Um antigo diretor de redação da Veja, pioneira no jornalismo de guerra, usou uma expressão mais suave. Ele falou em “jornalismo de exceção”.
É a mesma coisa, apenas atenuada. Regime de exceção, por exemplo, sempre foi um substitutivo para ditadura.
A diferença entre o caso argentino e o brasileiro foi a resposta dos atacados. Cristina entendeu que estava numa guerra, e guerreou de volta. Dilma, como Lula antes dela, respondeu com flores às bombas. Não exatamente flores, aliás: dinheiro. Dinheiro copioso. Bilhões de reais em publicidade.

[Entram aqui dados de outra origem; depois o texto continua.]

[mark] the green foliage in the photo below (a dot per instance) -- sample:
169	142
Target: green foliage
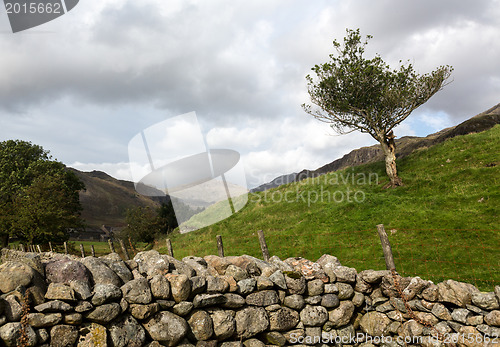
356	93
39	198
442	224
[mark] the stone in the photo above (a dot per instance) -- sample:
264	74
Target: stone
104	314
283	319
41	320
142	312
53	306
151	263
115	263
486	301
441	312
137	291
182	308
345	291
65	270
81	289
15	274
493	318
11	332
251	321
264	283
224	324
233	301
101	273
342	314
198	284
313	315
92	335
126	332
216	285
180	287
205	300
278	279
201	325
457	293
262	298
236	272
294	301
63	335
330	301
166	328
247	286
104	293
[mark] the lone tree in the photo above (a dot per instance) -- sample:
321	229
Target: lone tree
355	93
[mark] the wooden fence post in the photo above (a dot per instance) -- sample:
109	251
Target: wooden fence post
263	245
111	246
124	249
169	248
220	246
386	248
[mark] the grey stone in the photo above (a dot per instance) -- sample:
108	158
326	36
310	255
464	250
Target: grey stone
283	319
204	300
224	324
53	306
104	293
166	328
137	291
294	301
63	335
313	315
262	298
247	286
251	321
104	314
10	333
41	320
101	273
342	314
201	325
126	332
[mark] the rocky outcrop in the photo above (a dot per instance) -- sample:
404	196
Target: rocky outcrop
156	300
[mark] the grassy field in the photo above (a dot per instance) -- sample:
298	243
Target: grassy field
444	223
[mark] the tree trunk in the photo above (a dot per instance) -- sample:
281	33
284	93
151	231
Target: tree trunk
389	149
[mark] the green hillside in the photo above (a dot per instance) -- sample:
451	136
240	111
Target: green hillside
444	223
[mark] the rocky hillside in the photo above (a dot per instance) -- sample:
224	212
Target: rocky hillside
404	146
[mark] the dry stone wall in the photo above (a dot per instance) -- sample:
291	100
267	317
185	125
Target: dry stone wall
156	300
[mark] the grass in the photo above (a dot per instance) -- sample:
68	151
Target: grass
443	223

Vistas as coisas, você entende o espírito maligno da plutocracia sulamericana. Compreende também por que um ex-presidente da Turquia disse desdenhoso, referindo-se ao golpe fracassado, que seu país não é igual às repúblicas da América do Sul.
(É nisso que os golpistas nos transformaram: num país ridicularizado mundialmente.)
De volta ao jornalismo.
Você admite métodos de guerra. Com isso, interfere diretamente na política e na democracia.
E nada de consequências?
Apenas como comparação. Na Inglaterra, tão logo o centenário tabloide News of the World reconheceu que invadia celulares regularmente em busca de furos, foi sumariamente fechado. Não restou ao dono, Murdoch, outra saída tal o clamor da opinião pública.
Mas no Brasil e na Argentina — e mais genericamente na América do Sul — as coisas são bem diferentes.
A plutocracia faz o que quiser para manter suas mamatas e privilégios, incluído aí o jornalismo de guerra das grandes empresas corporações de mídia.
E não acontece nada.
Os argentinos pelo menos deram um passo à frente em relação a nós. Confessaram, pelo editor chefe do Clarín, o antijornalismo que fizeram.
Nem isso ocorreu no Brasil.
Os donos da mídia fingem, cinicamente, que fazem jornalismo. Seus fâmulos — os comentaristas e colunistas — fazem a mesma coisa.
Mas sabemos todos que o que Globo, Veja, Folha e Estadão praticam está longe de ser jornalismo.
É, para roubar a expressão de Blanck, jornalismo de guerra.